Eden reels away, the knife dropping with a clatter from her bloodied fingers.  Nash’s small frame twitches slightly, his fingers lurching against the mossy ground.  Eden retches violently as the metallic taste of blood lodges in the back of her throat.  She just killed someone.  Her hands are speckled with gore and she rubs them frantically. The red streaks daub patterns down her palms and her thin, sun-baked fingers, but doesn’t come off.

She has blood on her hands, literally.

Nash lets out a little squeak and Eden drops to her knees beside him, pressing her hand against the welling hole in his neck, desperately trying to staunch the flow of blood.

“I’m sorry, I’m so sorry,” she chokes out as she watches the bright red fluid pulsing through her shaking fingers. He doesn’t respond and she can’t do anything except stare at his white face as his eyes flicker shut for the last time.

The cannon thunders overhead, making her flinch.
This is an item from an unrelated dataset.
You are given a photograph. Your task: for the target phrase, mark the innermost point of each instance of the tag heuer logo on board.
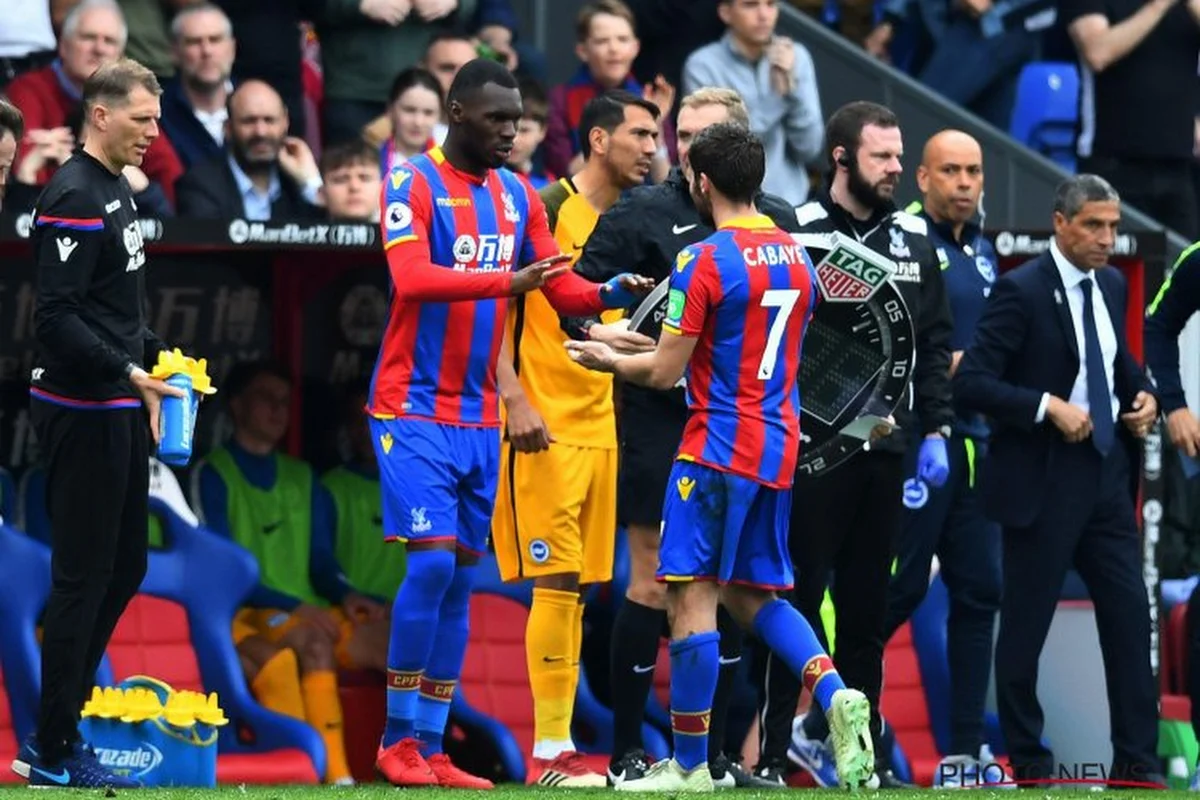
(850, 271)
She’s not sure why she remains there, kneeling in the spreading puddle of blood beside the dead boy. She ought to run away, in case the sounds of a fight attracted any stray tributes, but her legs won’t move. Her eyes are fixed on the glassy expression in Nash’s eyes. He seemed nice, confident, a dark horse. Now he’s dead and it’s her kill. The cannon sounds over and over again in her head, tolling ‘murderer!’ every time. 

The body; why haven’t they picked it up yet?

Through the fog of her thoughts, she realises that they won’t pick him up whilst she is nearby. It aches to get up, bruises from her fall already flowering on her arms and her mind still close to numb, but somehow she does it and she’s clinging to her tree again, searching for something solid, something to remind her of home so she doesn’t feel quite so crushed by the guilt of murder. Her stomach heaves again.

A few minutes later the hovercraft appears overhead, the long claw winding its way through the trees. Nash, already small, looks like a tiny doll, dwarfed by the huge arm. As it scoops him up, a perverse arm cradling a child, his limbs dangle and his head lolls sideways, his eyes looking both straight at her and far, far beyond.

Eden watches until the pale face is lost in the gloom above her.